Claims processing has multiple aspects including claims data extraction, fast vs investigative track (fraudulent claims) segmentation and actuarial policy compliance to name the foremost ones. Accuracy throughout the claims underwriting is the key to profitability. Though accuracy in costing and pricing is a prerequisite, profitability cannot be achieved without fast and accurate claims processing. While accuracy ensures planned technical profit realization by ensuring compliance with underwriting processes and the actuarial assumptions that were used in costing and pricing decisions, fast processing improves customer experience, increasing customer satisfaction and company reputation.

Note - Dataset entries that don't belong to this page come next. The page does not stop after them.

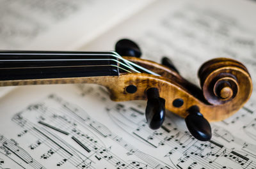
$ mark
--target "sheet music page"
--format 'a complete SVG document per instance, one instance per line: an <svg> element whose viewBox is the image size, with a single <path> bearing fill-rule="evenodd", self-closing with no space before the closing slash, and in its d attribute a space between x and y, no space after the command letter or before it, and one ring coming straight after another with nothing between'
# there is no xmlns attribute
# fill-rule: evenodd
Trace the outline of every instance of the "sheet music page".
<svg viewBox="0 0 256 169"><path fill-rule="evenodd" d="M76 50L152 1L3 0L0 50ZM0 88L0 97L13 88Z"/></svg>
<svg viewBox="0 0 256 169"><path fill-rule="evenodd" d="M250 1L159 1L81 49L109 50L130 38L144 58L168 56L196 84L201 64L228 57L243 62L254 83L255 8ZM21 87L0 98L0 167L255 168L255 98L211 123L212 138L204 142L171 113L150 129L145 101L113 102L99 85Z"/></svg>

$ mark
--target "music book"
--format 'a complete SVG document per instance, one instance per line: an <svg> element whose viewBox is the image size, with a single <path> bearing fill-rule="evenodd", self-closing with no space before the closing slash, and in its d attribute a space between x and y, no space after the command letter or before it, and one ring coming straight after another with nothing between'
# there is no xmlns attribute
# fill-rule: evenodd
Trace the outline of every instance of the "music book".
<svg viewBox="0 0 256 169"><path fill-rule="evenodd" d="M199 86L197 71L233 58L256 76L253 1L3 1L0 49L114 50L135 41L142 58L172 59ZM114 85L114 84L113 84ZM246 84L244 84L246 85ZM168 113L150 129L145 101L114 102L92 84L0 88L1 168L255 168L255 90L238 112L195 139Z"/></svg>

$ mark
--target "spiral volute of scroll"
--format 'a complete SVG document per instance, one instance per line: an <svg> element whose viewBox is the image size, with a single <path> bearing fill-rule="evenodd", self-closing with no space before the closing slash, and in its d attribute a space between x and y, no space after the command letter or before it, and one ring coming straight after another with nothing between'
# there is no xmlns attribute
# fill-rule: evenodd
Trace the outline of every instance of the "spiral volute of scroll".
<svg viewBox="0 0 256 169"><path fill-rule="evenodd" d="M198 77L204 96L212 105L222 105L235 99L236 101L245 103L250 96L252 90L250 75L246 67L235 60L227 58L210 60L201 66Z"/></svg>

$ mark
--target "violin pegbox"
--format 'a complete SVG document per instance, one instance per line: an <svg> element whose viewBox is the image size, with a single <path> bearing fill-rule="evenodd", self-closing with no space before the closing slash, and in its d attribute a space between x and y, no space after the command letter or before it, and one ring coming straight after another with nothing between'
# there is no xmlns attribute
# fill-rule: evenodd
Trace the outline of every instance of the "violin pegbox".
<svg viewBox="0 0 256 169"><path fill-rule="evenodd" d="M182 77L166 57L162 59L161 64L134 57L137 56L134 54L141 52L131 40L120 40L116 50L127 54L121 54L126 59L161 75L141 73L135 81L140 84L136 87L138 91L144 92L131 94L134 99L148 99L146 119L153 129L162 125L166 108L185 118L188 129L195 138L209 140L212 133L209 121L221 121L232 115L252 93L252 79L247 69L231 59L216 58L202 64L198 73L201 89Z"/></svg>

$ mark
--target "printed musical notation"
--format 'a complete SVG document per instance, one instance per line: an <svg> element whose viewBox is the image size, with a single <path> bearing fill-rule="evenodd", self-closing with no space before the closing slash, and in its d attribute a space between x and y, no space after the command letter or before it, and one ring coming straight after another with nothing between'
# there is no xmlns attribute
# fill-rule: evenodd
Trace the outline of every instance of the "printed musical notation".
<svg viewBox="0 0 256 169"><path fill-rule="evenodd" d="M227 119L213 124L212 140L203 142L195 139L175 115L152 131L145 122L144 102L112 102L97 85L79 85L77 89L81 99L104 103L104 111L95 115L90 108L52 94L31 103L12 115L15 136L1 133L1 168L256 167L253 105L239 112L241 117L246 112L244 116L250 116L238 128L244 136L228 130L241 124Z"/></svg>

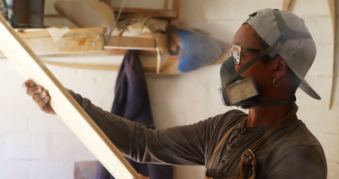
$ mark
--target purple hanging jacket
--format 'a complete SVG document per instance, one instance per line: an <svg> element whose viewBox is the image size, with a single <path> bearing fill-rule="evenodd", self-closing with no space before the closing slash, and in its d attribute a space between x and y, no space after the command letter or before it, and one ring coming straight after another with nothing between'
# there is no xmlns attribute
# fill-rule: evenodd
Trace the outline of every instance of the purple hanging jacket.
<svg viewBox="0 0 339 179"><path fill-rule="evenodd" d="M117 79L115 93L111 113L140 123L147 128L154 129L145 76L135 51L128 50L125 55ZM171 166L141 163L126 159L137 172L151 179L173 178ZM100 162L98 164L97 179L115 178Z"/></svg>

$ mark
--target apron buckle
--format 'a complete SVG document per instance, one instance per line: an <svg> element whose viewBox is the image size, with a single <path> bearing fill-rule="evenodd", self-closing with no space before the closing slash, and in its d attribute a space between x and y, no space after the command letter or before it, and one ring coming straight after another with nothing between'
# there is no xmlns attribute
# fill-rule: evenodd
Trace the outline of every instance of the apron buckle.
<svg viewBox="0 0 339 179"><path fill-rule="evenodd" d="M246 150L246 151L245 151L245 152L244 152L244 153L242 153L242 155L241 155L241 159L242 160L242 159L243 159L243 158L244 158L245 157L245 155L247 155L247 156L248 156L248 157L250 157L250 159L249 159L249 160L250 161L251 161L251 157L252 157L252 156L251 155L247 155L247 154L246 154L246 151L250 151L250 152L251 152L251 154L252 154L252 155L253 155L253 158L254 158L255 157L255 156L254 155L254 154L253 154L253 153L252 152L252 151L251 151L251 149L247 149L247 150Z"/></svg>

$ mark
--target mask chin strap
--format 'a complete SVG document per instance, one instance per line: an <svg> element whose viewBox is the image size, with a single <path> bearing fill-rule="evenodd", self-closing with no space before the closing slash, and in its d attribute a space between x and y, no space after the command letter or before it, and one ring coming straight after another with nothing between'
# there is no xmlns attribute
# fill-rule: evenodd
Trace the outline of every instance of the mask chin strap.
<svg viewBox="0 0 339 179"><path fill-rule="evenodd" d="M236 79L240 74L245 70L252 66L253 64L258 61L265 55L268 55L271 58L273 58L277 55L279 51L281 48L282 45L287 39L296 40L302 38L312 39L312 36L311 34L308 32L298 32L294 31L289 27L282 19L281 15L279 10L274 9L273 10L273 14L275 17L276 21L278 26L278 29L281 35L277 40L276 42L264 50L262 53L258 55L244 65L241 68L238 70L237 73L233 75L231 78L224 84L224 86L226 86L230 84L234 79ZM282 101L253 101L251 100L244 101L240 101L236 104L237 105L243 106L244 105L249 105L254 106L255 105L262 106L274 106L292 105L294 106L295 108L298 109L298 106L295 102L296 98L295 96L287 100Z"/></svg>
<svg viewBox="0 0 339 179"><path fill-rule="evenodd" d="M292 105L297 100L296 96L294 96L288 100L282 101L240 101L237 103L237 104L240 106L244 105L250 105L254 106L259 105L260 106L280 106L283 105Z"/></svg>

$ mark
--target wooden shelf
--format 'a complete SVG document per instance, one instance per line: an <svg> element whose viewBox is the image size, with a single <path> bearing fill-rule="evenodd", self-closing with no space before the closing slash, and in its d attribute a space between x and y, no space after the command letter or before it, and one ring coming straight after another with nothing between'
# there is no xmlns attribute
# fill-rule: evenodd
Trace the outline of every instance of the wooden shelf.
<svg viewBox="0 0 339 179"><path fill-rule="evenodd" d="M46 29L16 29L21 37L36 54L39 56L62 56L123 55L128 49L140 50L141 54L155 54L156 45L150 35L137 36L113 35L105 45L105 28L94 27L68 29L54 28L53 33ZM60 32L59 32L60 31ZM65 33L65 32L66 32ZM60 33L64 33L62 35ZM62 35L55 39L55 37ZM167 35L158 35L164 53L168 52ZM0 52L0 57L4 56Z"/></svg>

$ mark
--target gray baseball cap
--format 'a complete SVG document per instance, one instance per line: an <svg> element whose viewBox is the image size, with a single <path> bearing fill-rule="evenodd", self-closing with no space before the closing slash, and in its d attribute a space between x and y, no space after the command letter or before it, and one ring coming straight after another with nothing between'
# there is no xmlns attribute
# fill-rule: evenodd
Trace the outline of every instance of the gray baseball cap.
<svg viewBox="0 0 339 179"><path fill-rule="evenodd" d="M315 58L317 50L314 41L303 19L290 12L279 11L283 21L282 23L284 23L287 28L289 28L291 31L308 34L310 37L287 38L278 54L284 59L290 68L300 80L299 87L312 98L321 99L304 79ZM246 22L270 46L276 43L277 39L282 36L281 25L278 27L273 9L260 10L250 16ZM279 23L280 25L282 23Z"/></svg>

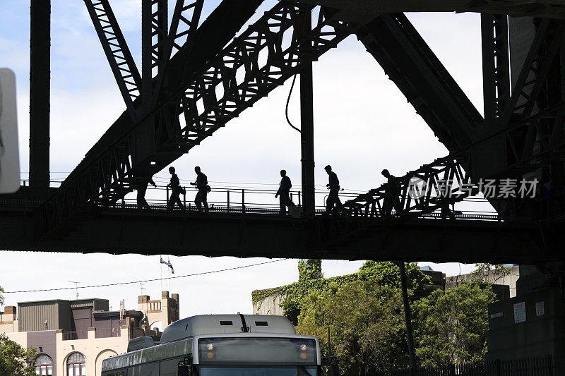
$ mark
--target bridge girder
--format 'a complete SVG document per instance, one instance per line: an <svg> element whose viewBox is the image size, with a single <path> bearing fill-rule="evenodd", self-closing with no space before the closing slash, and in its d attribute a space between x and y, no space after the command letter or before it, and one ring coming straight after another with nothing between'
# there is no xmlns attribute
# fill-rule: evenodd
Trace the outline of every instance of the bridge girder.
<svg viewBox="0 0 565 376"><path fill-rule="evenodd" d="M345 16L358 19L371 14L400 12L478 12L512 17L565 18L559 0L297 0L340 9Z"/></svg>
<svg viewBox="0 0 565 376"><path fill-rule="evenodd" d="M393 219L340 242L326 236L328 217L109 209L64 236L40 238L32 207L1 203L7 250L524 264L561 257L552 231L531 222Z"/></svg>

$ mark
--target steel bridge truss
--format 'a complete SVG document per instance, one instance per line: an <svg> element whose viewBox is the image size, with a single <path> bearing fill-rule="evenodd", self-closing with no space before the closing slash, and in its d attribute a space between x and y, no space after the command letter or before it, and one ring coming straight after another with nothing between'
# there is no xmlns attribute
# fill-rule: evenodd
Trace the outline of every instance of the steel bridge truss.
<svg viewBox="0 0 565 376"><path fill-rule="evenodd" d="M144 22L140 77L108 1L85 2L130 120L118 119L119 132L107 136L110 145L101 152L96 149L99 156L85 166L81 162L42 205L43 235L64 231L84 212L114 205L352 33L454 154L399 178L398 200L383 186L348 202L347 215L335 216L336 222L417 217L437 210L444 217L455 218L450 205L478 192L471 177L499 176L509 168L521 176L538 168L542 159L563 157L554 152L565 147L564 106L545 99L549 97L546 83L562 42L563 21L537 21L511 97L507 18L482 16L485 123L402 13L355 25L338 19L333 8L280 1L215 57L202 59L200 66L184 62L194 57L203 0L177 0L170 30L167 1L144 0L145 18L150 22ZM304 20L312 15L314 25L304 30ZM484 131L485 125L494 123ZM507 147L504 166L494 172L477 168L484 163L476 156L489 140L501 149Z"/></svg>
<svg viewBox="0 0 565 376"><path fill-rule="evenodd" d="M418 217L441 210L443 218L455 219L457 213L452 209L455 203L480 192L479 186L471 181L461 165L465 159L441 158L394 178L347 201L344 214L352 218L388 219Z"/></svg>
<svg viewBox="0 0 565 376"><path fill-rule="evenodd" d="M311 29L302 30L304 18L312 14ZM302 63L316 60L355 32L332 15L325 8L287 1L266 12L193 74L180 95L157 107L154 120L140 123L137 128L150 136L145 140L150 144L148 152L136 148L140 132L132 130L85 171L67 179L40 208L43 234L64 231L76 214L123 198L141 176L162 169L299 73ZM169 40L170 44L173 38Z"/></svg>

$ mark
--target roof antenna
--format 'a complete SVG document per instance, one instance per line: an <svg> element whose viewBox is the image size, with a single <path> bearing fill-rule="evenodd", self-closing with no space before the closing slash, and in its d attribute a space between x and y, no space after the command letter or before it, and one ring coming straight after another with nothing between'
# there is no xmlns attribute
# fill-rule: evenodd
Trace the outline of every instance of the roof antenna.
<svg viewBox="0 0 565 376"><path fill-rule="evenodd" d="M245 322L245 317L239 312L237 314L242 318L242 325L243 325L243 327L242 327L242 330L243 330L244 333L249 333L249 330L247 329L247 324Z"/></svg>

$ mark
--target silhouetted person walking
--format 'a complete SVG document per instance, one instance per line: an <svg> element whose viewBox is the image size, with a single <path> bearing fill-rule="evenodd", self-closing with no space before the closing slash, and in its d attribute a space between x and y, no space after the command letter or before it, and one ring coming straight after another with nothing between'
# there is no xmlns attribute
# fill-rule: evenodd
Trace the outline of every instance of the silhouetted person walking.
<svg viewBox="0 0 565 376"><path fill-rule="evenodd" d="M330 194L326 202L326 212L328 213L330 210L333 209L334 205L336 210L341 210L343 208L343 205L341 204L338 194L340 191L340 180L335 173L331 171L331 166L329 164L324 167L323 169L328 173L329 177L329 183L326 186L330 190Z"/></svg>
<svg viewBox="0 0 565 376"><path fill-rule="evenodd" d="M169 167L169 172L171 174L171 181L167 186L171 188L171 196L169 198L169 201L167 202L167 209L174 209L174 204L178 204L179 207L184 210L184 205L182 205L181 201L180 194L182 187L181 187L180 181L179 181L179 176L174 174L174 167Z"/></svg>
<svg viewBox="0 0 565 376"><path fill-rule="evenodd" d="M402 213L402 204L399 200L400 195L400 182L398 178L391 175L386 169L381 171L383 176L386 178L386 193L383 202L383 211L385 216L391 215L393 207L397 215Z"/></svg>
<svg viewBox="0 0 565 376"><path fill-rule="evenodd" d="M277 198L278 196L280 196L280 198L279 198L280 214L285 214L287 212L287 207L290 208L296 205L292 202L292 200L290 200L290 196L289 195L292 184L290 183L290 178L287 176L286 170L280 170L280 176L282 178L280 179L280 185L275 195L275 198Z"/></svg>
<svg viewBox="0 0 565 376"><path fill-rule="evenodd" d="M202 211L202 204L204 204L204 211L208 212L208 178L201 171L200 167L196 166L194 167L194 172L196 173L196 181L191 183L192 186L196 186L198 190L196 193L196 198L194 199L194 203L196 204L196 207L198 208L198 212Z"/></svg>
<svg viewBox="0 0 565 376"><path fill-rule="evenodd" d="M137 188L137 208L138 209L150 209L149 204L145 200L145 192L147 192L147 186L151 184L154 187L157 186L153 179L151 178L143 178L143 181Z"/></svg>

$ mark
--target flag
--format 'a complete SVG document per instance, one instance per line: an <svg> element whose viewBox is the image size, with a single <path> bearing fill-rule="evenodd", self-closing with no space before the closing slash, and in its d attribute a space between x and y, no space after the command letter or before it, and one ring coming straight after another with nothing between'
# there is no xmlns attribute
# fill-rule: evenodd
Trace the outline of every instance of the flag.
<svg viewBox="0 0 565 376"><path fill-rule="evenodd" d="M172 273L173 274L174 274L174 269L173 269L173 267L172 267L172 264L171 264L170 259L168 259L168 261L165 261L165 260L163 260L163 257L161 257L161 264L165 264L167 267L170 267L171 268L171 273Z"/></svg>
<svg viewBox="0 0 565 376"><path fill-rule="evenodd" d="M169 265L169 267L171 268L171 273L172 273L174 274L174 269L173 269L172 264L171 264L171 260L170 259L167 259L167 260L169 260L169 262L167 262L167 265Z"/></svg>

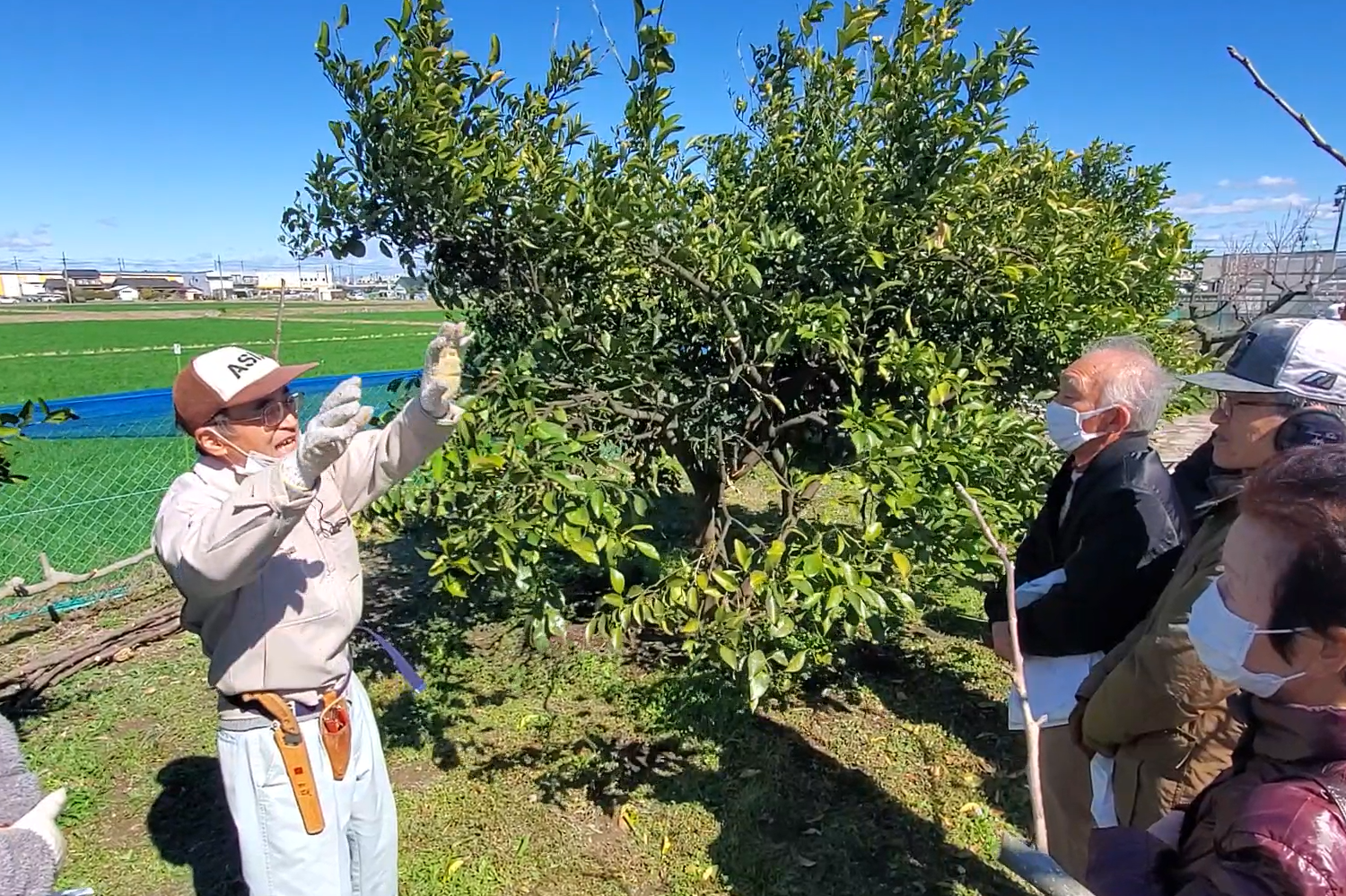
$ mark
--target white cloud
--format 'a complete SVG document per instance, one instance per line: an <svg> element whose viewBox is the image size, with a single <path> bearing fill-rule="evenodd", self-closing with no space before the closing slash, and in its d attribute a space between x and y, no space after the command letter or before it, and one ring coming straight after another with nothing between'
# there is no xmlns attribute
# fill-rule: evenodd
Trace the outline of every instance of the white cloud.
<svg viewBox="0 0 1346 896"><path fill-rule="evenodd" d="M1168 200L1168 209L1178 215L1238 215L1254 211L1268 211L1273 209L1302 209L1312 200L1299 192L1287 192L1283 196L1240 196L1229 202L1202 202L1201 194L1174 196Z"/></svg>
<svg viewBox="0 0 1346 896"><path fill-rule="evenodd" d="M1256 180L1230 180L1229 178L1221 178L1215 182L1215 186L1221 190L1250 190L1254 187L1294 187L1296 180L1294 178L1281 178L1280 175L1263 175Z"/></svg>
<svg viewBox="0 0 1346 896"><path fill-rule="evenodd" d="M47 225L38 225L27 234L22 234L17 230L0 234L0 249L8 252L32 252L34 249L46 249L50 245L51 234L47 230Z"/></svg>

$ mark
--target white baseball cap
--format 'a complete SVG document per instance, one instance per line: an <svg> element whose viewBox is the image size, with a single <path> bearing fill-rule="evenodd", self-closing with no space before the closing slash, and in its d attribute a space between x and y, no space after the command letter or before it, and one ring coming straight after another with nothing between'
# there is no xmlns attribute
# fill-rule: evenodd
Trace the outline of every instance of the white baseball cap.
<svg viewBox="0 0 1346 896"><path fill-rule="evenodd" d="M179 425L194 433L221 410L265 398L316 366L281 366L241 346L215 348L192 358L174 379L172 409Z"/></svg>
<svg viewBox="0 0 1346 896"><path fill-rule="evenodd" d="M1346 405L1346 322L1264 318L1242 335L1224 371L1179 379L1217 391L1285 393Z"/></svg>

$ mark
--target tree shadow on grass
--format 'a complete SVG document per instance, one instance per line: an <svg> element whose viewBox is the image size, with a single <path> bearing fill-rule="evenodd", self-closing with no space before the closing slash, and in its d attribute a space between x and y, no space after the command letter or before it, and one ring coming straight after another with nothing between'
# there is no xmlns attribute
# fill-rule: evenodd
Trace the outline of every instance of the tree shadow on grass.
<svg viewBox="0 0 1346 896"><path fill-rule="evenodd" d="M174 759L159 770L157 780L163 790L145 829L163 860L191 868L197 896L248 896L219 760Z"/></svg>
<svg viewBox="0 0 1346 896"><path fill-rule="evenodd" d="M983 792L1020 830L1031 826L1023 780L1023 736L1008 729L1005 704L992 700L969 671L976 647L938 635L907 636L900 643L861 644L848 667L898 718L940 725L989 767Z"/></svg>
<svg viewBox="0 0 1346 896"><path fill-rule="evenodd" d="M544 800L579 791L618 817L637 795L699 805L719 822L708 857L738 896L935 893L954 883L1023 896L865 772L744 712L742 693L719 677L680 675L637 700L658 705L677 733L654 741L588 735L495 756L474 774L534 768Z"/></svg>
<svg viewBox="0 0 1346 896"><path fill-rule="evenodd" d="M460 763L459 745L450 733L462 728L475 706L505 698L478 693L454 661L482 648L478 630L510 619L513 607L491 595L467 600L435 591L427 573L429 562L416 552L413 539L408 534L366 553L362 624L388 639L425 679L424 693L406 687L380 708L385 744L428 745L432 761L447 771ZM351 652L359 673L398 674L392 658L366 634L351 638Z"/></svg>

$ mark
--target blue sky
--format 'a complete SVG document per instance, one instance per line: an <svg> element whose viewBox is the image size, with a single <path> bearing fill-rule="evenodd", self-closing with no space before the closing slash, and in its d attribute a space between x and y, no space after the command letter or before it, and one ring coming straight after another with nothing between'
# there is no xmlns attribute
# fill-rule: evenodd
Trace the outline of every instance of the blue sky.
<svg viewBox="0 0 1346 896"><path fill-rule="evenodd" d="M0 265L59 260L128 268L288 264L279 217L341 114L312 57L336 1L36 0L0 4ZM631 7L598 0L629 52ZM367 52L400 0L353 0L347 48ZM537 77L559 20L563 42L596 32L591 0L450 0L459 43L482 52L499 34L511 75ZM678 110L692 132L731 128L742 85L738 47L794 20L794 0L668 0L678 36ZM1218 9L1218 12L1214 12ZM559 13L559 15L557 15ZM1338 145L1346 104L1333 62L1346 34L1342 0L979 0L964 38L1030 26L1040 47L1014 126L1034 122L1054 147L1092 137L1171 163L1175 207L1202 241L1265 227L1322 199L1346 170L1225 55L1236 44ZM621 112L615 69L583 109ZM1337 87L1333 87L1335 78Z"/></svg>

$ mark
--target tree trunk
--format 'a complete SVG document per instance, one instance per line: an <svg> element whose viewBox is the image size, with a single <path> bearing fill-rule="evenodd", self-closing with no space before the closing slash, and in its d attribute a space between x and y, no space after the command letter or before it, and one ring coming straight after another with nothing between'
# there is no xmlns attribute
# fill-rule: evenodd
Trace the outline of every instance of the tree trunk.
<svg viewBox="0 0 1346 896"><path fill-rule="evenodd" d="M688 464L682 470L692 483L696 544L705 553L720 545L720 505L724 500L724 471L716 464Z"/></svg>

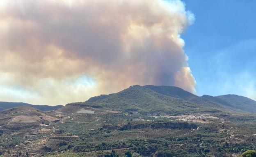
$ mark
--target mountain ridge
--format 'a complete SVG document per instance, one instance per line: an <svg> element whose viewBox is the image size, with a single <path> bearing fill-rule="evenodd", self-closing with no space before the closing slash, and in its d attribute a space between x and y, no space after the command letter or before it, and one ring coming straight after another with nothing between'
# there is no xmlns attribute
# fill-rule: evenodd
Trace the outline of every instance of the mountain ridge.
<svg viewBox="0 0 256 157"><path fill-rule="evenodd" d="M28 106L33 107L43 111L55 110L64 106L61 105L51 106L45 105L32 105L32 104L24 102L0 102L0 111L7 109L23 106Z"/></svg>
<svg viewBox="0 0 256 157"><path fill-rule="evenodd" d="M241 99L238 95L232 95L239 100ZM256 113L256 109L254 108L256 108L256 102L243 97L239 103L234 103L229 97L207 95L200 97L175 86L136 85L115 93L101 95L92 97L85 102L67 105L96 106L144 114ZM245 108L244 106L247 107Z"/></svg>

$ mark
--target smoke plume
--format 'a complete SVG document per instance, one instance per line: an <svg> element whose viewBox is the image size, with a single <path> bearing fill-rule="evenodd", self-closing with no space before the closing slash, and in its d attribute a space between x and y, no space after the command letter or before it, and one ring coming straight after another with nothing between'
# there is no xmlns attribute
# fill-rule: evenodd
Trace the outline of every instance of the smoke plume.
<svg viewBox="0 0 256 157"><path fill-rule="evenodd" d="M180 0L0 1L0 100L85 101L134 84L195 93Z"/></svg>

The conventional pipeline involves manual processing which is not only prone to errors (over/under-coverage) but also increases processing times leading to customer dissatisfaction. Despite these conspicuous pain points, current AI applications in insurance almost exclusively target operational problems, more specifically data extraction via document processing, and underutilize the potential of AI in solving core problems by means of both improving conventional rule-based decision making via discovering efficient and effective rules, and going beyond it where simple rules are insufficient and/or require substantial human expert involvement, such as health status assessment in health insurance claims processing.

Insursight.ai Solution:

Insursight.ai provides full-fledged AI-driven automated claims underwriting. The solution provides fast and accurate claims processing, not only speeding up the process but also ensuring compliance to actuarial principles at the time of costing via determining the claims to be compensated automatically and optimally for both the beneficiary and the insurance company. Insursight.ai solutions do not only utilize the claims data but also the policy itself and the external data such as public health, weather, economy, insured’s credit score and social network, the claimer’s characteristics, etc.

Challenge & Pain Points:

Attracting new customers is much more costly than keeping existing ones. Accurately predicting whether a customer is likely to cancel their policy, or not renew it, is thus a highly valuable capability for an insurance provider. If a crystal ball could show which customers are considering leaving, one could attempt to change their minds by offering promotions, or could do targeted surveys to determine common causes of strong dissatisfaction in order to improve products and services.

One common way to attack this problem is via expert analyses of past data, trying to find clues, with the benefit of hindsight. Which aspects of a customer’s history or demographics could be predictive of their nonrenewal of a policy? This kind of manual analysis is a difficult task that requires domain knowledge, and painstaking trial and error. Methods of traditional statistics like logistic regression take some steps towards automating this task, with the added limitation of strong assumptions on the way the likelihood of churn depends on the observed behavior and demographic data.

Insursight.ai Solution:

The Insursight.ai Churn Predictor product takes a machine learning approach to churn prediction, taking in all available data including policy characteristics, demographics, external factors such as seasonality, and crucially, various forms of recent customer engagement, to predict the likelihood of churn in a specified time period. Without strong mathematical assumptions such as those of logistic regression or GLM, our models are able to “listen to” what the data actually says, rather than trying to put the rich “square peg” of customer behavior into the “round hole” of a parametric model. In addition to making accurate predictions of churn, the model also gives  insights into the factors resulting in churn via modern techniques of machine learning model interpretability.